Cómo saber que está funcionando

Notas antes de la parte obvia. Ver el lametón de labios y el giro de cabeza que preceden a un gruñido significa que el vocabulario ha calado. La primera vez suele llegar demasiado tarde para actuar, y aun así cuenta.

El perro deja de ser impredecible. No porque el perro haya cambiado, sino porque el preámbulo se volvió visible.

Describes en lugar de etiquetar. Cuando tu relato de un incidente incluye qué pasó antes, estás trabajando con algo sobre lo que se puede actuar.

Compruebas primero las causas físicas. Recurrir al veterinario antes que al vídeo de adiestramiento, ante un cambio repentino, es el hábito que evita los peores resultados.

Qué llevarte de esto

«Mal comportamiento» es una descripción de tu experiencia y agrupa cosas sin relación bajo una sola respuesta.

Tres preguntas van antes: ¿es esto comunicación?, ¿es esto malestar?, ¿soy yo?

Las señales llegan más pronto y más discretas de lo que se espera, y leer una sola parte del cuerpo no es fiable mientras que leer varias a la vez sí.

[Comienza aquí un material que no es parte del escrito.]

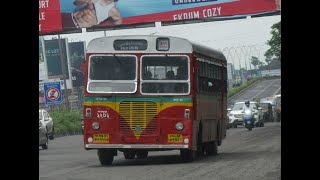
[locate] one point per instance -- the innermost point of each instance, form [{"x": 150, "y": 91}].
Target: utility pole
[{"x": 63, "y": 68}]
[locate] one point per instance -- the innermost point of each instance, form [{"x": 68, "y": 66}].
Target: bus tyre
[
  {"x": 105, "y": 156},
  {"x": 129, "y": 154},
  {"x": 212, "y": 148},
  {"x": 188, "y": 155},
  {"x": 142, "y": 154}
]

Una parte sustancial de los casos remitidos por comportamiento implica dolor, lo que convierte la pregunta veterinaria en la que hay que hacer antes que la de adiestramiento.

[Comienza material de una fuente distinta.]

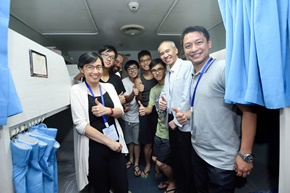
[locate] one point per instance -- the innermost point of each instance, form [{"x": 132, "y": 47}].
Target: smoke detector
[
  {"x": 133, "y": 6},
  {"x": 132, "y": 30}
]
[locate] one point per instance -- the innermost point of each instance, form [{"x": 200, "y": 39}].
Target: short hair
[
  {"x": 89, "y": 57},
  {"x": 195, "y": 29},
  {"x": 108, "y": 48},
  {"x": 143, "y": 53},
  {"x": 130, "y": 63},
  {"x": 156, "y": 61},
  {"x": 167, "y": 41}
]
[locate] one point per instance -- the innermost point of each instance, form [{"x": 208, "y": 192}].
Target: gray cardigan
[{"x": 80, "y": 116}]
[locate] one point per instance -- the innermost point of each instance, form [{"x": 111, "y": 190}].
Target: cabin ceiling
[{"x": 77, "y": 25}]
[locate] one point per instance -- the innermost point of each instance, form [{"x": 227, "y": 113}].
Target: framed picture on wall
[{"x": 38, "y": 64}]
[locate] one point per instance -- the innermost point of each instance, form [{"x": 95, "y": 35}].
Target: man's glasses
[
  {"x": 146, "y": 60},
  {"x": 107, "y": 56},
  {"x": 159, "y": 70},
  {"x": 132, "y": 69},
  {"x": 92, "y": 67}
]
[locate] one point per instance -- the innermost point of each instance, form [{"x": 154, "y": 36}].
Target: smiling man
[{"x": 175, "y": 95}]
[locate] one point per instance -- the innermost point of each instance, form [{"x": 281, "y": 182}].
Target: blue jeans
[{"x": 209, "y": 179}]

Y quien maneja al perro forma parte genuina de la interacción, lo cual resulta incómodo y también es donde más a menudo se destraba una situación estancada.

Preguntas frecuentes
¿Por dónde empiezo a entender el comportamiento de mi perro?

Por las pequeñas señales que preceden a todo: giros de cabeza, lametones de labios, bostezos sin motivo, quedarse quieto un instante, acercamientos en curva. Casi todo incidente que sorprende a un dueño tuvo un preámbulo en estas señales.

¿Podría el problema de comportamiento de mi perro ser dolor?

Con frecuencia. Una revisión de 2020 sobre casos clínicos de comportamiento remitidos situó una estimación conservadora en torno a un tercio con alguna condición dolorosa, con algunas series cercanas al 80 %. Cualquier cambio repentino merece primero una evaluación veterinaria.

¿Una cola que se mueve significa un perro feliz?

No. El movimiento de cola indica activación, no estado de ánimo, y la activación cubre por igual la emoción y el conflicto. Una lectura fiable viene de varias partes del cuerpo a la vez más el contexto.

¿Debería impedir que mi perro gruña?

No. Un gruñido es una advertencia, y suprimirlo le enseña al perro a saltarse el aviso en lugar de eliminar lo que lo causó. El gruñido es la parte útil.

¿Cuánto se tarda en aprender esto?

Unos cuatro a seis meses para las tres etapas. El vocabulario de señales, que hace la mayor parte del trabajo, lleva aproximadamente los dos primeros meses.